Over the past few weeks we have been provided with an exceptional learning opportunity if we choose to address it. I would like to sincerely thank everyone involved in providing us with this. We could ignore this opportunity or we can use the professional strength of this club to have an open and honest discussion on the etiquette or unwritten protocols. We can recommit to the Toastmaster Promise.


As a member of Toastmasters International and my club, I promise…

  • To attend club meetings regularly
  • To prepare all of my speech and leadership projects to the best of my ability, basing them on projects in the Competent Communication, Advanced Communication Series or Competent Leadership manuals
  • To prepare for and fulfill meeting assignments
  • To provide fellow members with helpful, constructive evaluations
  • To help the club maintain the positive, friendly environment necessary for all members to learn and grow
  • To serve my club as an officer when called upon to do so
  • To treat my fellow club members and our guests with respect and courtesy
  • To bring guests to club meetings so they can see the benefits Toastmasters membership offers
  • To adhere to the guidelines and rules for all Toastmasters educational and recognition programs
  • To maintain honest and highly ethical standards during the conduct of all Toastmasters activities

I would like your advice, as members of Casterbridge Speakers, as to how we live our values. The values and associated behaviours set the culture of the club. Too often we can assume understanding.

Toastmasters International Casterbridge Speakers
·         Integrity

·         Respect

·         Service

·         Excellence

·         Supportive

·         Mentoring

·         Active

·         Recognition

·         Tenacity

Are they to be just words on a page or a blueprint for our behaviours?

I believe my role as President is to help clarify expectations. We may all have different views, and I would like us to start talking about it. The fact is there have been a number of incidences where speech content has made the audience feel uncomfortable or even offended. Now we can turn a blind eye to this situation or as a professional, courageous and caring club resolve it.

As you know, I am very proud of this club and what we have achieved. Having fun is a key part of that and long may that continue. However, one person’s joke can be offensive to someone else.

One of the Toastmaster commitments is that we observe ethical standards – in words and action. This includes being respectful and courteous to everyone.

What I don’t want, as I am sure you don’t, are

members or guests coming to meetings apprehensive of what they will hear, feeling uncomfortable; or going away and not coming back. Nor do I want speakers feeling they have been gagged. We have to accept that Speakers have the right to choose their subject material.

How do we balance freedom of speech with the sensitivities of the audience? 

How do we define an appropriate or inappropriate speech?

Is it down to us to agree as a club?

How do we balance the speaker’s judgement of an appropriate speech with the audience’s view?

Not everyone will respond to your speech the same.

Not everyone will respond to your speech the same.

How far do we push the boundaries?

Should we let anything go or agree boundaries?

Perhaps Speakers when choosing a certain topic can reflect more on what impact it may have on a known audience and run it past a mentor or friend.

Swearing is another part of this.
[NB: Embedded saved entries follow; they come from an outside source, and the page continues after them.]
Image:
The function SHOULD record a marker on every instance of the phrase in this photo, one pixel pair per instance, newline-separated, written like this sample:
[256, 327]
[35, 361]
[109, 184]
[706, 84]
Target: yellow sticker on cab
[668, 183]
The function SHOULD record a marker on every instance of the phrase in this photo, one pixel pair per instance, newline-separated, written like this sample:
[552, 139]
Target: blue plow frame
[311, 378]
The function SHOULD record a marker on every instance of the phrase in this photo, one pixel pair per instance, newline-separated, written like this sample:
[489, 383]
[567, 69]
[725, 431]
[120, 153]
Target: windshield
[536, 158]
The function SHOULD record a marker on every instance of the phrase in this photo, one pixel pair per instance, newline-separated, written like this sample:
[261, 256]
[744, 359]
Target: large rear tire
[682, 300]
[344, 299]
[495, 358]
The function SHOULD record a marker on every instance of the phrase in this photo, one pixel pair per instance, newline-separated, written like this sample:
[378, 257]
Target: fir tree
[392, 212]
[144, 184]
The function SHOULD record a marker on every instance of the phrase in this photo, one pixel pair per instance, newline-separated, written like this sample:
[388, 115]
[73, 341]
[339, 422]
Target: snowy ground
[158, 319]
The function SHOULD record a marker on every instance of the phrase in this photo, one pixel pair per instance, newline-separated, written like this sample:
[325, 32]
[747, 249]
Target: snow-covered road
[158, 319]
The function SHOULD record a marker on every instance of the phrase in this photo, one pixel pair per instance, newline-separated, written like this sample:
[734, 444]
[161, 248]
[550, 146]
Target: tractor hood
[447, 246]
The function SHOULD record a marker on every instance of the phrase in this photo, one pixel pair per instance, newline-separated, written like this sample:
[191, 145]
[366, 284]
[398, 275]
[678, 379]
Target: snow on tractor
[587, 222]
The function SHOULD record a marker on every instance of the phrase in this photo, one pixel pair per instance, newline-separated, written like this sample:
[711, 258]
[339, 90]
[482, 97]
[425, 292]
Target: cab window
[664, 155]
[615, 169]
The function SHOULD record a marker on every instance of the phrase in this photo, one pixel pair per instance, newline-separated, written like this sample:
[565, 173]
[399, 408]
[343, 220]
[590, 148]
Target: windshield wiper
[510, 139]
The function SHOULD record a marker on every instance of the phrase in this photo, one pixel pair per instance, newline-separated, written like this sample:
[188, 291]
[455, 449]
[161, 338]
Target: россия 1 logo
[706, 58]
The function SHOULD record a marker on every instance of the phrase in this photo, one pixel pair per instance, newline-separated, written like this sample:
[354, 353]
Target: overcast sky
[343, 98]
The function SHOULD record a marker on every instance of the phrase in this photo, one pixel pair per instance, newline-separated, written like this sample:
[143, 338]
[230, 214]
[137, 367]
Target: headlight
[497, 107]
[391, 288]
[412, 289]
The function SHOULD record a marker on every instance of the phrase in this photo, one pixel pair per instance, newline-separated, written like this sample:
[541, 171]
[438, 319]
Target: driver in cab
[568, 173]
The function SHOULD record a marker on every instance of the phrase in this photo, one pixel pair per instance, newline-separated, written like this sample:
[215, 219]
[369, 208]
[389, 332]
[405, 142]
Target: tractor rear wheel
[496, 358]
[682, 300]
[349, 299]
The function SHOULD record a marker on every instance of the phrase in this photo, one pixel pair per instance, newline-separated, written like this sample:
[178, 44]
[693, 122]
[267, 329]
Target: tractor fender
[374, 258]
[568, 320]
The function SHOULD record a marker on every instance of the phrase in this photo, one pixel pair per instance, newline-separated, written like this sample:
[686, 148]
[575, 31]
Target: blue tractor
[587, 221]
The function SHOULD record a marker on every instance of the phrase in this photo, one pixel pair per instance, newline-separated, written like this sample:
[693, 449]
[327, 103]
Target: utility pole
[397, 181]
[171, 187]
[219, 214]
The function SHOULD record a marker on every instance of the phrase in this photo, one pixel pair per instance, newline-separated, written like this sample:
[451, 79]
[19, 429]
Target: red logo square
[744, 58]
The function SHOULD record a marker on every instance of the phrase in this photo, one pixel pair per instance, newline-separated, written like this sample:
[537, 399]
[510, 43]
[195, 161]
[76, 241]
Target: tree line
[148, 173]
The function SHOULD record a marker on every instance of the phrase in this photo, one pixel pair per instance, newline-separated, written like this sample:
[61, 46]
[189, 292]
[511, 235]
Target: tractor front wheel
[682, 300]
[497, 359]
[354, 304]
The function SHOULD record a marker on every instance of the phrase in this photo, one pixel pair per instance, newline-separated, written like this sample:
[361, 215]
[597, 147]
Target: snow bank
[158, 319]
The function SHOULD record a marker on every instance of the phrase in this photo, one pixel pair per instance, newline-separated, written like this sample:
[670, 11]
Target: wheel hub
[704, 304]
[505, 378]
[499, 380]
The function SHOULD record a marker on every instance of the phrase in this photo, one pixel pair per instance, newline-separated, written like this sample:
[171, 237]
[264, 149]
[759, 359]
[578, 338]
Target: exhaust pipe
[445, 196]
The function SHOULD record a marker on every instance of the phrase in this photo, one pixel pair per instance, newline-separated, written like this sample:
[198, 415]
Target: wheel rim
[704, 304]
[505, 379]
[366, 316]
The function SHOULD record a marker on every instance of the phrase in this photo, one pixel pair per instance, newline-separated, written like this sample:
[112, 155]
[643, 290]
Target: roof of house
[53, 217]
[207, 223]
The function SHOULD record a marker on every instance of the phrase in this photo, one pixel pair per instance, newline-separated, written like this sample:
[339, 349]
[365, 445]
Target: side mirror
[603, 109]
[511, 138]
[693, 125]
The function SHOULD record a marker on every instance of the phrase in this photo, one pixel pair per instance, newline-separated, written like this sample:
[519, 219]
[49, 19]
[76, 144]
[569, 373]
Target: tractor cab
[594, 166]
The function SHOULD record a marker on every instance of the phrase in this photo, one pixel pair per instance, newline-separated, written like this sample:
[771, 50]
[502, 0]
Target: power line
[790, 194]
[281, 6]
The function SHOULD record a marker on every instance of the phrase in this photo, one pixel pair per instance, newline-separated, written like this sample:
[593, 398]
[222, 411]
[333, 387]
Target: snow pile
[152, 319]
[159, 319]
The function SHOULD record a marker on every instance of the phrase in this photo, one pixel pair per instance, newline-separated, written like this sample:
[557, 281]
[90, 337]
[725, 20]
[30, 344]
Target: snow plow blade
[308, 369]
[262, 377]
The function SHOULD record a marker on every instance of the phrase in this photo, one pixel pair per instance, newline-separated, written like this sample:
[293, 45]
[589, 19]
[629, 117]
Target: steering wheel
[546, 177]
I realise that what we have not done as a Club is agree what is appropriate.

How much swearing is acceptable?

Members and guests come to these meetings and expect a safe environment, whether physical or emotional.

Do we not have an obligation to provide that?
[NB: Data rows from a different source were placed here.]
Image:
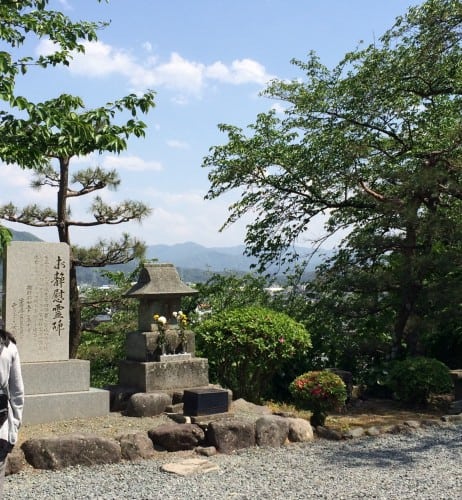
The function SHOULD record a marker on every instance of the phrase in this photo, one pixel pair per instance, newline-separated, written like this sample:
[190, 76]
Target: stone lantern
[147, 367]
[159, 290]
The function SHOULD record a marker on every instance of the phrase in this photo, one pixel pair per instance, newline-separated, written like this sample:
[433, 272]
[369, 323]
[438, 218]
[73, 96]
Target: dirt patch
[379, 412]
[368, 413]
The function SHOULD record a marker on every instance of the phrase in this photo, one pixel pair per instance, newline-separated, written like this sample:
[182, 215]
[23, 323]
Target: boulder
[176, 437]
[326, 433]
[271, 430]
[245, 407]
[136, 446]
[300, 430]
[147, 404]
[231, 434]
[74, 449]
[189, 466]
[15, 462]
[355, 432]
[455, 408]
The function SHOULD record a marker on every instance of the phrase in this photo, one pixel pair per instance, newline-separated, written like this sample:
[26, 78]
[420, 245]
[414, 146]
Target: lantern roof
[159, 279]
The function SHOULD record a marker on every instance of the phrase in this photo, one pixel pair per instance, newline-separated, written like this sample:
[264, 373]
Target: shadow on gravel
[395, 450]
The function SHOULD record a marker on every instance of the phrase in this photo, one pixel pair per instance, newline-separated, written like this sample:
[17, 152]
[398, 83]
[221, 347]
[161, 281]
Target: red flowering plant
[319, 392]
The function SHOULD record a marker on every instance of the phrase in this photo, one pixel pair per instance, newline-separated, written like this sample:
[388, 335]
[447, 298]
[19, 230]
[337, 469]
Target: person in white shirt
[12, 395]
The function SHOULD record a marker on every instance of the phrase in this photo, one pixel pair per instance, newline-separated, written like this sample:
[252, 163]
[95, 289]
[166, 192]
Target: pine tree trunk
[74, 313]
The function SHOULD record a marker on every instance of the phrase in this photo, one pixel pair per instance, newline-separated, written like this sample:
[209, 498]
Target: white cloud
[240, 72]
[176, 144]
[279, 108]
[131, 164]
[178, 74]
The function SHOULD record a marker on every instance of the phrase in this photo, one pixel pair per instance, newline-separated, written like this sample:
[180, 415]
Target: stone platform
[60, 390]
[164, 375]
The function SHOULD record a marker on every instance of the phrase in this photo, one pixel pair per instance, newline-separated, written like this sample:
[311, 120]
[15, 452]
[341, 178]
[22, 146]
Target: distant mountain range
[218, 259]
[194, 262]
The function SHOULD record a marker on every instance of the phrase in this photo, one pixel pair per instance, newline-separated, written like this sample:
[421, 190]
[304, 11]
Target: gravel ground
[423, 465]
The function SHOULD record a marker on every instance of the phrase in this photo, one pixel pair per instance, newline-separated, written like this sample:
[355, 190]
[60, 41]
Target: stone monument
[36, 311]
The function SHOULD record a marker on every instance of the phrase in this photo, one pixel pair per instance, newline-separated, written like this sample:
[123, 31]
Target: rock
[347, 378]
[207, 451]
[356, 432]
[271, 430]
[147, 404]
[300, 430]
[189, 466]
[74, 449]
[373, 431]
[15, 462]
[451, 418]
[413, 424]
[326, 433]
[136, 446]
[231, 434]
[176, 437]
[455, 407]
[243, 406]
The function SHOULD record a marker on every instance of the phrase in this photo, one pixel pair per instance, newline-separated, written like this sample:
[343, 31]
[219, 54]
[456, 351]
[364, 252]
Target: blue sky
[207, 60]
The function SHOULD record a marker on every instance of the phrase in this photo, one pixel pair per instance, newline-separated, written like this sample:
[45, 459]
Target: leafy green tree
[230, 291]
[60, 130]
[247, 346]
[20, 21]
[373, 144]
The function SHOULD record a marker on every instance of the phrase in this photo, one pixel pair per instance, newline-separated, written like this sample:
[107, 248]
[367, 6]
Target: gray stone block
[147, 404]
[56, 376]
[271, 430]
[154, 376]
[230, 435]
[142, 346]
[42, 408]
[76, 449]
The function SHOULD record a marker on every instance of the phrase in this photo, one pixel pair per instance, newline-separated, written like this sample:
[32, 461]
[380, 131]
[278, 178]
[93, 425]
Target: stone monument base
[164, 375]
[60, 390]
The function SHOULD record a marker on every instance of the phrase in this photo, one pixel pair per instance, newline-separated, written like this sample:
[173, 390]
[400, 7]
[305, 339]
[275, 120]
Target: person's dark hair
[6, 337]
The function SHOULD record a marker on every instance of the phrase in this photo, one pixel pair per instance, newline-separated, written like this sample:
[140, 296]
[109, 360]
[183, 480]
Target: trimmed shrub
[413, 380]
[319, 392]
[246, 347]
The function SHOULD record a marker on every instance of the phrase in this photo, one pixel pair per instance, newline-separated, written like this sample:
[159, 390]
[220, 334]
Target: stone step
[43, 408]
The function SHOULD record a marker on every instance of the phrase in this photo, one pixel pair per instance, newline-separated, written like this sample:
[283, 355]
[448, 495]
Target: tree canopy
[374, 145]
[22, 21]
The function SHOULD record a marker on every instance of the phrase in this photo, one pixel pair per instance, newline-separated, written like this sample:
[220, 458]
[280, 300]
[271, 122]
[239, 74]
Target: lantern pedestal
[164, 375]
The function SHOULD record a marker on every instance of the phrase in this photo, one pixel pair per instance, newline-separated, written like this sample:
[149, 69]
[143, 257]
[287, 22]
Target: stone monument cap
[159, 280]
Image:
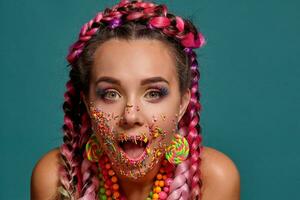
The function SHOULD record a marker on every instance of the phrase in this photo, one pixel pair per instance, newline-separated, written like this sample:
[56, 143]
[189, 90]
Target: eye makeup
[103, 92]
[111, 94]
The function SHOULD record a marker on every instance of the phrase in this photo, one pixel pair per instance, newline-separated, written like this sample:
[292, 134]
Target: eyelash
[161, 91]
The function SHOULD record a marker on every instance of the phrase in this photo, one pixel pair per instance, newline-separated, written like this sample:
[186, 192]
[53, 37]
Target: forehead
[134, 60]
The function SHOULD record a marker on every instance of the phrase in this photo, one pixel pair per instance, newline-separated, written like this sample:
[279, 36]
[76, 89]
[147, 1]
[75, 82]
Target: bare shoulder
[220, 176]
[45, 177]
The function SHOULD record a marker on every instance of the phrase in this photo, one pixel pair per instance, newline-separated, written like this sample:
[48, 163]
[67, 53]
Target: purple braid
[79, 176]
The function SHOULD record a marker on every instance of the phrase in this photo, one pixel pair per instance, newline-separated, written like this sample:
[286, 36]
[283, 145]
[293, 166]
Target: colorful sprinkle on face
[110, 141]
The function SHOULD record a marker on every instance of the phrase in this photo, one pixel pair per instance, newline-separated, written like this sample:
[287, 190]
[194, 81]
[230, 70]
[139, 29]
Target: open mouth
[134, 147]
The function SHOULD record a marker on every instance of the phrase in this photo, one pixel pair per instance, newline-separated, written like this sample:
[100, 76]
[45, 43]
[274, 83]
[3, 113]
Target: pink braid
[190, 120]
[69, 170]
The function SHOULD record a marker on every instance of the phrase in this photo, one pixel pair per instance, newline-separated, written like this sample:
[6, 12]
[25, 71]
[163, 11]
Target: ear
[184, 102]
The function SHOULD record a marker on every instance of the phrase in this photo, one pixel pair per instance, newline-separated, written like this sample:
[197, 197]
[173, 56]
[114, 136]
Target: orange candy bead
[159, 176]
[114, 179]
[116, 195]
[156, 183]
[161, 183]
[115, 186]
[111, 172]
[108, 192]
[107, 166]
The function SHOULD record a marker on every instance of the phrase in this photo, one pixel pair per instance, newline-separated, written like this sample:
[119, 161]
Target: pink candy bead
[163, 195]
[168, 181]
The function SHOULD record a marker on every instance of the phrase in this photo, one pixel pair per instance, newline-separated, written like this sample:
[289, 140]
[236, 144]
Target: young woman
[131, 108]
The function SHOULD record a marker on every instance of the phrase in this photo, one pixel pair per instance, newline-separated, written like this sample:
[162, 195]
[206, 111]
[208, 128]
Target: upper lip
[133, 137]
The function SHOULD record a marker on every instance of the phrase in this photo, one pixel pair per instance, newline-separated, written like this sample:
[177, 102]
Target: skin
[152, 58]
[130, 63]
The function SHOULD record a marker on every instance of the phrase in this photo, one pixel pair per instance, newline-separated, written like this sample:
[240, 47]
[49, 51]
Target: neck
[139, 189]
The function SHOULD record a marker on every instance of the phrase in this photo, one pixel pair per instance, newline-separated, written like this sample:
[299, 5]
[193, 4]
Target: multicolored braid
[78, 174]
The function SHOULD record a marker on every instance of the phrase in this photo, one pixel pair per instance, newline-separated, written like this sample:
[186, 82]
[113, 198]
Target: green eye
[108, 94]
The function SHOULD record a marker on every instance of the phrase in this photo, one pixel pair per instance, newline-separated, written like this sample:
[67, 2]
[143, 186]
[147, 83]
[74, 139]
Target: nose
[132, 116]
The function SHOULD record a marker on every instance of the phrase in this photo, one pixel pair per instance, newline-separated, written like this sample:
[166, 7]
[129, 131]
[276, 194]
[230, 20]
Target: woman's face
[135, 103]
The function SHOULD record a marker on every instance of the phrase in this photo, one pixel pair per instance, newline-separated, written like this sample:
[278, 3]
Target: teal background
[249, 84]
How open minded do we need to be?

Do we ignore our values and be more liberal?

Where do we draw the line?

How do we respond when we feel someone has crossed that line?

Is it our individual responsibility to make people aware how we feel?
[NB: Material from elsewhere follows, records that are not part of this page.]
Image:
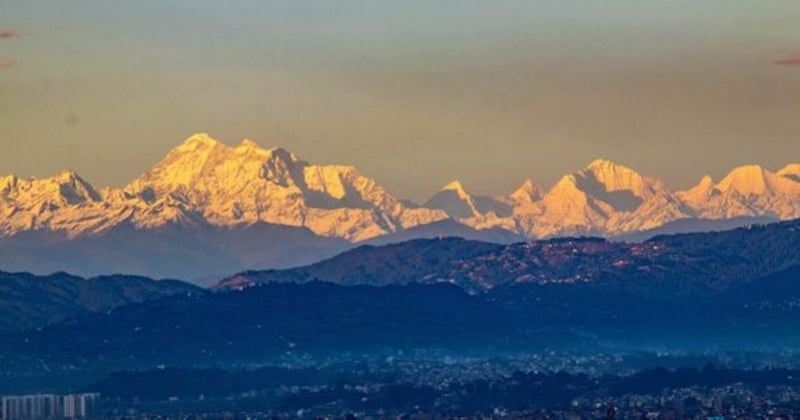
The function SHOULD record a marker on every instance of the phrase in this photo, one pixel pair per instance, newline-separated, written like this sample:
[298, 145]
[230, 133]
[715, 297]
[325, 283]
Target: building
[23, 407]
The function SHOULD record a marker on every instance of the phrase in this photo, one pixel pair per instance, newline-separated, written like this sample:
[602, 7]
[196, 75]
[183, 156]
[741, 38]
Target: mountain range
[209, 209]
[734, 290]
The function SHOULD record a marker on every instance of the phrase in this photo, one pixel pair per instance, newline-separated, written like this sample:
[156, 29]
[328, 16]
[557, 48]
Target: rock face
[216, 196]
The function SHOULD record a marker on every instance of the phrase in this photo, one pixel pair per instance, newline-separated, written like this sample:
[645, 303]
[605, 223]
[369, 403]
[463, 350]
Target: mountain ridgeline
[208, 209]
[665, 266]
[28, 301]
[692, 292]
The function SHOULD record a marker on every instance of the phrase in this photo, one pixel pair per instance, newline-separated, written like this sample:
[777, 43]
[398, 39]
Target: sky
[414, 93]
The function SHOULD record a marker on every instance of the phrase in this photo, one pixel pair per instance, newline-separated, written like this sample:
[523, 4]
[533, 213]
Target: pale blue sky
[414, 93]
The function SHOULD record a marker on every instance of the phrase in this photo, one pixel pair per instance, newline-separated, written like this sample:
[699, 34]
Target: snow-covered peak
[746, 180]
[197, 141]
[457, 187]
[698, 194]
[528, 192]
[615, 177]
[791, 171]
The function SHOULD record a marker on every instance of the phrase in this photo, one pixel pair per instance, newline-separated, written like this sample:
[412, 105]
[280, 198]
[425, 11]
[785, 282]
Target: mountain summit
[241, 206]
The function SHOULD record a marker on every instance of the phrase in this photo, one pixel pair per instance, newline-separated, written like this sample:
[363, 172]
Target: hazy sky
[414, 93]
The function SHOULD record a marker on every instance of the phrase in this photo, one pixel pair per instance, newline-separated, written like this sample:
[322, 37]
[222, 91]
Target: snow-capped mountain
[608, 199]
[454, 199]
[207, 204]
[203, 181]
[747, 191]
We have a fantastic opportunity to address a key leadership issue of defining the culture we want. We are all leaders in this balancing act of managing ours and others expectations. In a fast changing world, deciding where the line is can be fraught with difficulties, but that shouldn’t stop us from trying.

I trust you to rise to this challenge and for Casterbridge Speakers to grow in strength and integrity as a result.

I welcome your comments either personally or by email.